Governor Brown applauded the Cottage Grove Youth Advisory Council (YAC) for their “leadership and extraordinary engagement in the process” of preventing young people from starting to smoke.  She presented the YAC with a tree to plant in the community to remind the community about their efforts to reduce youth access to tobacco.  In turn, the YAC presented the Governor with a plaque the members made from a piece of wood from the Chambers Railroad Bridge, a YAC t-shirt, City pin and bag.  Cottage Grove YAC members said too many young people use tobacco in their community, and they decided to step up and do something it.  They said, in Cottage Grove, tobacco is 4 times easier to get than fresh fruits and vegetables, and 7 in 10 tobacco retailers place tobacco or ads near toys or candy.  They advise the Cottage Grove City Council about tobacco and other issues affecting youth.  In 2016, when the Cottage Grove City Council was discussing tobacco retail licensing, the YAC recommended that the Council pass the ordinance.

Lane County Commissioner Pat Farr and Tobacco Prevention and Education Program Coordinator Christy Inskip holding a timeline of 20 years of tobacco prevention success in Lane County

Dr. Lisandra Perez Guzman, our very own Deputy Public Health Officer and preventive medicine physician with the CHC, spoke about her challenging and rewarding work helping patients in the CHC quit tobacco.  Then, County Commissioner Pat Farr stated that he was proud of the action Lane County has taken to protect kids from tobacco.  He held up a vial of “girl scout” cookie e-liquid and talked about how sweet and appealing these products are to kids.  He mentioned Lane County’s work with our community partners – PeaceHealth, Trillium, United Way of Lane County – on a shared Community Health Needs Assessment and Community Health Improvement Plan to prioritize tobacco-free environments and address youth tobacco use.  Commissioner Farr again highlighted Lane County’s achievement as the first county in Oregon to pass Tobacco 21 and also the first to require a license to sell tobacco and restrict tobacco stores from 1,000 feet

Governor Brown with Dr.
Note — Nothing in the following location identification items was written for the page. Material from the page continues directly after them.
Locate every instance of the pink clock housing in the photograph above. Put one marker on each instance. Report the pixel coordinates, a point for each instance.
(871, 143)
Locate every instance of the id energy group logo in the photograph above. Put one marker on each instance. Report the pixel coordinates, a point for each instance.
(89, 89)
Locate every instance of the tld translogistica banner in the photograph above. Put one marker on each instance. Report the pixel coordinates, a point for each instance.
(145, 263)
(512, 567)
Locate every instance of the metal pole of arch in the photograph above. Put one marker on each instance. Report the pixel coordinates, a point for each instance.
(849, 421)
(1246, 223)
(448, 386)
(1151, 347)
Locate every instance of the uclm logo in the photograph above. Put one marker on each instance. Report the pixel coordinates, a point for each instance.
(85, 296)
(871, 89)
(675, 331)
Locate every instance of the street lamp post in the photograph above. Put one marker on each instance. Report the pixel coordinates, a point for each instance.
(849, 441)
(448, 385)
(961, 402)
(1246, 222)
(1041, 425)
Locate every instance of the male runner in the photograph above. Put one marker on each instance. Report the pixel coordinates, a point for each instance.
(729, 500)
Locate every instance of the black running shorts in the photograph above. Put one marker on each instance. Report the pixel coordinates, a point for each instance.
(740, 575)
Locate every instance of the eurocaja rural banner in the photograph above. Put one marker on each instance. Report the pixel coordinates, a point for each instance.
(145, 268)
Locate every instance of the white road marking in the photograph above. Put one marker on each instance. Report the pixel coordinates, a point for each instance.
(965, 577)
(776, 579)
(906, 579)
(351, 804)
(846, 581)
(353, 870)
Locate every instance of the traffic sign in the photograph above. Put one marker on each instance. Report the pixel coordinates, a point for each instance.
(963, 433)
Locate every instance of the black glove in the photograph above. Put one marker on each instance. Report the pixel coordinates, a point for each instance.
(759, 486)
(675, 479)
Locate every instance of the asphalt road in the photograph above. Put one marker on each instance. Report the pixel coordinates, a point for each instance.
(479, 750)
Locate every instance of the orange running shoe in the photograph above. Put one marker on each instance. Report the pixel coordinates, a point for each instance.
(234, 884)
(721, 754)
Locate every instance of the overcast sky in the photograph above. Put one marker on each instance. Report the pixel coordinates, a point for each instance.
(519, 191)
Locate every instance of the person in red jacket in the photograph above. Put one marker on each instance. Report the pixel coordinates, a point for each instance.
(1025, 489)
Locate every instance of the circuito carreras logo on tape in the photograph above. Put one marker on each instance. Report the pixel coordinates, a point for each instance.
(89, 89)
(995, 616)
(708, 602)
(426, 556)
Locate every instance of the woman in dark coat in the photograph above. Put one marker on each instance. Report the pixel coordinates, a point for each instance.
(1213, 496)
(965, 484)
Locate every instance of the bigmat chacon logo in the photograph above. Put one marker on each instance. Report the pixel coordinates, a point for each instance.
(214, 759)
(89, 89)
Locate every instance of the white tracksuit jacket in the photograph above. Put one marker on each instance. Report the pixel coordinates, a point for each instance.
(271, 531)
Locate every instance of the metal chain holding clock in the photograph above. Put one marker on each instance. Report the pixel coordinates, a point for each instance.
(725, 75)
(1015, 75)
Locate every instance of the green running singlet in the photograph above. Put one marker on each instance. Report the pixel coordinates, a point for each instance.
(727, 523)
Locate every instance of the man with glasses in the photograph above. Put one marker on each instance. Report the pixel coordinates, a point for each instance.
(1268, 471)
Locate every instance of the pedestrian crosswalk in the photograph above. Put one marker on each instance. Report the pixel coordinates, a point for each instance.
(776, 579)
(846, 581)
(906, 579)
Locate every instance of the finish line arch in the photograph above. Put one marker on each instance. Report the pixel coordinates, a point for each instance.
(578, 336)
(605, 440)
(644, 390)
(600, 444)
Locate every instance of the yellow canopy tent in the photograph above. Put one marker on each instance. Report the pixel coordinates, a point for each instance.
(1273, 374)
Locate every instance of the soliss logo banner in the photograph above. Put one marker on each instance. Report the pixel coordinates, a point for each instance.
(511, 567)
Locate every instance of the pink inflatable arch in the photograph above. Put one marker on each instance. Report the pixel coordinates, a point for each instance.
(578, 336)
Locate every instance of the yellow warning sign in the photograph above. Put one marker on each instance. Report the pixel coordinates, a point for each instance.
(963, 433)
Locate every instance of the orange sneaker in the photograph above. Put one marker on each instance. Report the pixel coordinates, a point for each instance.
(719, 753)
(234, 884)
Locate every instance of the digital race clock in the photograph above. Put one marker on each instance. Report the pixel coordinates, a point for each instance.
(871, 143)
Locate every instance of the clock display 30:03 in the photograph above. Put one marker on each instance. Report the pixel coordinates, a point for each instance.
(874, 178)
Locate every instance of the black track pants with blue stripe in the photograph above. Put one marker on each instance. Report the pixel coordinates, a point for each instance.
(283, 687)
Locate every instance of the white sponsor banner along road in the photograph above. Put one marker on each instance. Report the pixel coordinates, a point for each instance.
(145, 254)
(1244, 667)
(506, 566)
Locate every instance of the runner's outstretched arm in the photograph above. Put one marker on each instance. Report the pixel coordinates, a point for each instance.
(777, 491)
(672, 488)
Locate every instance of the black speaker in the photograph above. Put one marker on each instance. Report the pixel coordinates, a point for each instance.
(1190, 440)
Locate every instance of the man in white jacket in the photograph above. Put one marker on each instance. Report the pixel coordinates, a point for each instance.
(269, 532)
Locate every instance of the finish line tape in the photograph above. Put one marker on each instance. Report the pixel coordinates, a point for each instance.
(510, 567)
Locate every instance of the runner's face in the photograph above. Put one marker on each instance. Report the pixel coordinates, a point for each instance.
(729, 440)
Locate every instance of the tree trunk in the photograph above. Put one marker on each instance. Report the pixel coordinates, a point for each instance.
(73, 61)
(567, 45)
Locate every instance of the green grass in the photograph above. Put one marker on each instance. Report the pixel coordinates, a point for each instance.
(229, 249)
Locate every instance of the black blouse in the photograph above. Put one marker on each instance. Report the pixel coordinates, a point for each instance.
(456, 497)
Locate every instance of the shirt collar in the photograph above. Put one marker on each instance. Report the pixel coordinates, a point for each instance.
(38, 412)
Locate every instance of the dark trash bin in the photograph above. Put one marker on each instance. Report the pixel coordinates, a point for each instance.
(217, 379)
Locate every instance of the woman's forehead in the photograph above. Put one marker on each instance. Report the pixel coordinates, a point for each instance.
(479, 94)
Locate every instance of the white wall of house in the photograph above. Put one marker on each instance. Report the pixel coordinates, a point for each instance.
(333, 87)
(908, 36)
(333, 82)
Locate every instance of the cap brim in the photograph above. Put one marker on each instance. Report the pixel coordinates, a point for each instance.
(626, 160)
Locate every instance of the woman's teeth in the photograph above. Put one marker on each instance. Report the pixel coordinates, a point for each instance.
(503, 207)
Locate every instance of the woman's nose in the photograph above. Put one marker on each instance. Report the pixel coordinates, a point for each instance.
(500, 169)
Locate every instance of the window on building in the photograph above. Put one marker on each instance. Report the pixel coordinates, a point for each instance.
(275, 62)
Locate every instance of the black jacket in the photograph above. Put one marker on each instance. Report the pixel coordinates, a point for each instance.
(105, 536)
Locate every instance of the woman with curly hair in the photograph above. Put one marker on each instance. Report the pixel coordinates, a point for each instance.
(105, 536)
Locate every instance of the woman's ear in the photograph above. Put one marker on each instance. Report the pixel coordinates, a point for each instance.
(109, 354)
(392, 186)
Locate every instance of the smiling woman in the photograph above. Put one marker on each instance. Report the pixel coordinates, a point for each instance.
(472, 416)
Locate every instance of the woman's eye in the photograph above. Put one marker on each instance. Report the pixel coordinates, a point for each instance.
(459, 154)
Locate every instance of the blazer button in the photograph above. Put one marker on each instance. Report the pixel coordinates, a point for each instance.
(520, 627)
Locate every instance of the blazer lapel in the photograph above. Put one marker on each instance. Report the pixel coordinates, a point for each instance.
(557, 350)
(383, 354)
Lisandra Perez Guzman, Lane County Deputy Public Health Officer and Physician, and Christy Inskip, Tobacco Prevention and Education Program Coordinator

of schools.  Commissioner Farr ended by thanking Christy Inskip for all of her tobacco prevention work.  To wrap up the event, Director Shirley graciously thanked everyone for coming.  She said, “This is a journey, this is not a one-off thing.  We can be proud of our efforts, but not take our eyes off the ball.”